Выйдя от прокурора, я прошла мимо двери Шумилова на цыпочках, как будто Шумилов мог через обитую войлоком дверь услышать мои шаги и позвать меня. Так сильно я не хотела, чтобы он меня видел в час моего поражения.
III
Я всегда любила городскую толпу. Меня пленял поток незнакомых лиц, возможность угадывать историю каждого. Каждое лицо говорило мне что-то, и таким образом толпа не казалась мне молчаливой.
И только теперь я поняла, что объединяет все эти лица: равнодушие… Просто раньше я этого не замечала.
Я шла по улице, не зная куда. Все словно ветром сдуло. И слова Шумилова о том, что «это еще не вечер, а главное разыграется в судебной инстанции», меня нисколько не поддерживали под этим порывом ветра.
Но я помнила и другие слова.
Дядя тогда приехал в Москву. Сказал, что за новым назначением. «Опять за границу?..» — «Наверное». Он был озабочен: в Германии обстановка менялась, в КПГ — серьезные разногласия…
Я была у дяди в номере гостиницы «Савой», когда ему позвонили.
Дядя взял трубку.

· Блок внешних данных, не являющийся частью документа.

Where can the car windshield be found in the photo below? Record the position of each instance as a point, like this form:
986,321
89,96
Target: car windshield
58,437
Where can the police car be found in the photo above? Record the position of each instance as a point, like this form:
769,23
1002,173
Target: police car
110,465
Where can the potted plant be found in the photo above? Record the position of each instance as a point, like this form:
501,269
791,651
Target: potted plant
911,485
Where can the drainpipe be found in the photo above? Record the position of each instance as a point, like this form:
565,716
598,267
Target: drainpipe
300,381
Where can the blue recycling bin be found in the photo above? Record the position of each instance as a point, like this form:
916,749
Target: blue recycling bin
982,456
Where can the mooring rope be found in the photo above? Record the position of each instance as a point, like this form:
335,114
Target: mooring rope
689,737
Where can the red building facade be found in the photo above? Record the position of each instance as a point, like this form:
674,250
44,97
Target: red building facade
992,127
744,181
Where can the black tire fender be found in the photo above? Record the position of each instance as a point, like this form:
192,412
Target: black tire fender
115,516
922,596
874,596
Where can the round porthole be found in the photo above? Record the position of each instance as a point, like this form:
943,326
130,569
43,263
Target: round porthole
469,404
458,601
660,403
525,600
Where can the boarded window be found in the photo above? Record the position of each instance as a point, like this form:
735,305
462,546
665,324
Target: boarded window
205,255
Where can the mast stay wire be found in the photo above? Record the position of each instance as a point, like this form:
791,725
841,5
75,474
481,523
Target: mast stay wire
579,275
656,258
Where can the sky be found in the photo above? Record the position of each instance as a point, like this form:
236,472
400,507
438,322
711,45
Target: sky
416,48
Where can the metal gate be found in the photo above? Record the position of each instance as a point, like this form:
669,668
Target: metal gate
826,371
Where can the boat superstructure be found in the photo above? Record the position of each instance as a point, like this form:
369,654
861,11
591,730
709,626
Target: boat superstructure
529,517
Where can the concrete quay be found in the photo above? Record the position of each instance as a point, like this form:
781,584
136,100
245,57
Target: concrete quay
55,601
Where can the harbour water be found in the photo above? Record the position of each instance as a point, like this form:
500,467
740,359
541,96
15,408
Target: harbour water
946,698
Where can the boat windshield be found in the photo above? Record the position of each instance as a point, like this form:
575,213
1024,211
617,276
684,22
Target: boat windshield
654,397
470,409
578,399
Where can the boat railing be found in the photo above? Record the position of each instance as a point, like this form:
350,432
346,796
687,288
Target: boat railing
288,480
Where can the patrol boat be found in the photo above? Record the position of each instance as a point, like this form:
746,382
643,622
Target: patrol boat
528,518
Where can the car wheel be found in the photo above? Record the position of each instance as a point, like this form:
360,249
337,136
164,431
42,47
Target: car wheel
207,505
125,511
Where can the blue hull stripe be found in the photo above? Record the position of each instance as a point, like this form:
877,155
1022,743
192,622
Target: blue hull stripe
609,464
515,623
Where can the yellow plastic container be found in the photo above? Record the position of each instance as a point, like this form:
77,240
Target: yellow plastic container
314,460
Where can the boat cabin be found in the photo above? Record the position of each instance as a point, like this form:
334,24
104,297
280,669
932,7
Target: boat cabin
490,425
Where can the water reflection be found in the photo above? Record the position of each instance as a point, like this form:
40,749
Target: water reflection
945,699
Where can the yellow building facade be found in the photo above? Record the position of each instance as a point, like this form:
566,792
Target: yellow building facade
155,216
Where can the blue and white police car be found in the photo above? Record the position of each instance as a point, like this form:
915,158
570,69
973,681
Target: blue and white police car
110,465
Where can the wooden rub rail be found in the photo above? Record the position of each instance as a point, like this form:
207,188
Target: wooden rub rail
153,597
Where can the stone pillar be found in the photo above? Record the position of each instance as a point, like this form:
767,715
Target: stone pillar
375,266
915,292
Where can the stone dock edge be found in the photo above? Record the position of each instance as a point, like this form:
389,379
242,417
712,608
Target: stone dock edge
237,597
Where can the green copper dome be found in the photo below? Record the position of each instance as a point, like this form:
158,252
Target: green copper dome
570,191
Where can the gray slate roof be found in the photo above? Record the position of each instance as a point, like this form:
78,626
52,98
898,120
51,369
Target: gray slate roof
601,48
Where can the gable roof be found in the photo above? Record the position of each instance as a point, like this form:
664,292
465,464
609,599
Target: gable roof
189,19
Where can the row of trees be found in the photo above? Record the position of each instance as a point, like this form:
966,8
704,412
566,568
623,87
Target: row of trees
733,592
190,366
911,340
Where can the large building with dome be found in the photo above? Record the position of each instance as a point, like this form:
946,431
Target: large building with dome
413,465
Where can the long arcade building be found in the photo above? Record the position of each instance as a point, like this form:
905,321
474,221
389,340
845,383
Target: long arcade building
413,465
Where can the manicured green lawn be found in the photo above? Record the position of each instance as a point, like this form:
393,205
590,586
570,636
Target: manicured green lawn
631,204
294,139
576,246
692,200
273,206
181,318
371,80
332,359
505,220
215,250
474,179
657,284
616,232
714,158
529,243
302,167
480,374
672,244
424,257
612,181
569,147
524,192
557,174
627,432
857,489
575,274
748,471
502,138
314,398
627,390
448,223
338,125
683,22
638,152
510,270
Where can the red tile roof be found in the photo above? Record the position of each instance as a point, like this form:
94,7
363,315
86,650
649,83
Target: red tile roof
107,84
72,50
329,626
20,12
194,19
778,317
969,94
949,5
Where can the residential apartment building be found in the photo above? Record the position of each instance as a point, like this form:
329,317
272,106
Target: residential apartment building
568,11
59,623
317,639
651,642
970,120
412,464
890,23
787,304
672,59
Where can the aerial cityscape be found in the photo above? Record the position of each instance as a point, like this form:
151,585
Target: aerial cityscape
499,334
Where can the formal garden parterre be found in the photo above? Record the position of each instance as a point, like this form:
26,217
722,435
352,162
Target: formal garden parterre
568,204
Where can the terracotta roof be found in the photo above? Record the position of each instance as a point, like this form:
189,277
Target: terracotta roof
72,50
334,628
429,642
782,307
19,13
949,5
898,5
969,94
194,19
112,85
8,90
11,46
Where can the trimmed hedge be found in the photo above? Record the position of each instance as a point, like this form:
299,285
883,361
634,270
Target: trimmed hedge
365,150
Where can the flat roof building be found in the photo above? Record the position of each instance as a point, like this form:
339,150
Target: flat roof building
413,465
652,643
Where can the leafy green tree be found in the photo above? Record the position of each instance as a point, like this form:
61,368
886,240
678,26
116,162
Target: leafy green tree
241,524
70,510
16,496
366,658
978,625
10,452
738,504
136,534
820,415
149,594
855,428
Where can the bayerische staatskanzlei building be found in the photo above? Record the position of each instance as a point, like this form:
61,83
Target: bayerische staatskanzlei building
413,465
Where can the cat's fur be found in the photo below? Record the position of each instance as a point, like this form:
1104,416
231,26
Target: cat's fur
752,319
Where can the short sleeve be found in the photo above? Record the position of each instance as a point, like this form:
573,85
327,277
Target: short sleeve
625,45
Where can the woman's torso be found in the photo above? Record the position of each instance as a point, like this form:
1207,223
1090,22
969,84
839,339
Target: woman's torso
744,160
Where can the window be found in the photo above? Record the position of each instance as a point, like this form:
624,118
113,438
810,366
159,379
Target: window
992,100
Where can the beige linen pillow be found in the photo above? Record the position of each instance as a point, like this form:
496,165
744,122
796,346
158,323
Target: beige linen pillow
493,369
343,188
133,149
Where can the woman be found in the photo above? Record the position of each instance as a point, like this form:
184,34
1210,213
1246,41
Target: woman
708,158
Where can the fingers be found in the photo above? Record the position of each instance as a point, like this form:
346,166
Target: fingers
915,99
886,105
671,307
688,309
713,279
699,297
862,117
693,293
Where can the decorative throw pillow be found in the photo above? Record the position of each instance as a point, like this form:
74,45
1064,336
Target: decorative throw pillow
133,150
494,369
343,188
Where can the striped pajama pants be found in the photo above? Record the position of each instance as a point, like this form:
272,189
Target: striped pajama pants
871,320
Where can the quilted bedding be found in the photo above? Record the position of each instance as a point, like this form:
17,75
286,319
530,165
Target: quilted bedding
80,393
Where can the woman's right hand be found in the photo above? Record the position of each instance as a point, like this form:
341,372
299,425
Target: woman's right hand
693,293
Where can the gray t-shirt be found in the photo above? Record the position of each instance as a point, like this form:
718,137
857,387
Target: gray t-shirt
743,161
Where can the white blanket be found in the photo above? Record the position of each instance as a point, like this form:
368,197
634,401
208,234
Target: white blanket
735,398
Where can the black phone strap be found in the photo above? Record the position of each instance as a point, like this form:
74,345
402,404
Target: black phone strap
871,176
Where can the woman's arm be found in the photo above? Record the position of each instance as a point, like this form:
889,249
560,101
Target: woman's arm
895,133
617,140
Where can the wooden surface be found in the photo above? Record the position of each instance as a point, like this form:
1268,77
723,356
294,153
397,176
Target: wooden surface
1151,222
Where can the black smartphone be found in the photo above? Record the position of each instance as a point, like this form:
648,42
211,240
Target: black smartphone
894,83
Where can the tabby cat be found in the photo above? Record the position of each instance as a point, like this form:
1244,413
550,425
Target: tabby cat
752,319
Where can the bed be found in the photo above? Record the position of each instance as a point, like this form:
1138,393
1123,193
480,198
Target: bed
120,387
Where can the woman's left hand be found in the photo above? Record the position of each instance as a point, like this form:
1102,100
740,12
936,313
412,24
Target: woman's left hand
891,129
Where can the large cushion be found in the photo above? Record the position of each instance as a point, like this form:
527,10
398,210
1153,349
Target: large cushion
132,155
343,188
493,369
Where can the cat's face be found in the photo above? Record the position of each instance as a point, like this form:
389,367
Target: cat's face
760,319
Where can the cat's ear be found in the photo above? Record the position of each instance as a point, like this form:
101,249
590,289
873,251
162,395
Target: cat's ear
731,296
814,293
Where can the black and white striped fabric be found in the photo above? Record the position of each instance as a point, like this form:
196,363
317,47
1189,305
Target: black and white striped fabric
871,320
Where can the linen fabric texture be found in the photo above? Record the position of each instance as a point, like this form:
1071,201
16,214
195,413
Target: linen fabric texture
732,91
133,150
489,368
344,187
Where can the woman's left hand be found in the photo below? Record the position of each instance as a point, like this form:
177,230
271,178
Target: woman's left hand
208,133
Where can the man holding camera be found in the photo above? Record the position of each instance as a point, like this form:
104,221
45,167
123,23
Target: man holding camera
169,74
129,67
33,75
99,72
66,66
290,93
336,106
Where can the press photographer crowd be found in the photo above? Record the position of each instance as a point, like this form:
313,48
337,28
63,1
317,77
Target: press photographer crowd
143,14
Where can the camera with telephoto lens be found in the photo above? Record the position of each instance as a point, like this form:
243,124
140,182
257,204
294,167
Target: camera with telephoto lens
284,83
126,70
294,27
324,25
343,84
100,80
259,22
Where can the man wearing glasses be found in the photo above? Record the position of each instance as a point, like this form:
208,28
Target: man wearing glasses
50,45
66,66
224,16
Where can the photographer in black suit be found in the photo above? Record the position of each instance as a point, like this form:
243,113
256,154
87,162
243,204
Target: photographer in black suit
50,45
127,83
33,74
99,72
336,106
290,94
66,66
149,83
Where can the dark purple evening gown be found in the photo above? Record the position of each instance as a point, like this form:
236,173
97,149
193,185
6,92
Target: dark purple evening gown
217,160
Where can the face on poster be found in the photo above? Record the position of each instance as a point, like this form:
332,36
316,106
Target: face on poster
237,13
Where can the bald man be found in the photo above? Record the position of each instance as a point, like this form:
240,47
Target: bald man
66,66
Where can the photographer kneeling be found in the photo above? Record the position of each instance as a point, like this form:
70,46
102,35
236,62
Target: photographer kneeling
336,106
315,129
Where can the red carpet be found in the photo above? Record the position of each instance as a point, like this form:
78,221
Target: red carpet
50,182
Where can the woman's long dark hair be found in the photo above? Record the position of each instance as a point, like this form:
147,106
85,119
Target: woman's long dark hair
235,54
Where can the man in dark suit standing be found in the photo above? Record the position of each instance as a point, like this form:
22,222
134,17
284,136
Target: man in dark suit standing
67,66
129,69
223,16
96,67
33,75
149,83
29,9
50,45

Вероятно, его соединяли с кем- то, в трубке послышался щелчок переключения, и чей- то спокойный, сановитый голос что-то мягко произнес, на что дядя ответил:
— Здравствуй, Илья Агафонович. Спасибо. Ничего себя чувствую, по-стариковски.
Голос опять что-то ласково пророкотал, и дядя ответил:
— Пока ще ни, може, ты пидсватаешь?
Они еще посмеялись. Из разговора я поняла, что сейчас за дядей приедет машина и отвезет его куда-то к старому другу.
Но дядя, повесив трубку, сказал, что его вызывают в наркомат к начальству. Разговор будет о новом назначении, каком — неизвестно. А то, что ведает этими назначениями его старый друг, это роли не играет: куда нужно, туда и пошлют.
— А вы куда хотели бы, дядя? — спросила я.
— Никуда. Хотел бы в Германии остаться. Меня с немцами сам черт веревочкой связал: в 1915-м — в плену у них, в 1918-м — помогал им революцию делать… Ну а что теперь еще предстоит — кто знает?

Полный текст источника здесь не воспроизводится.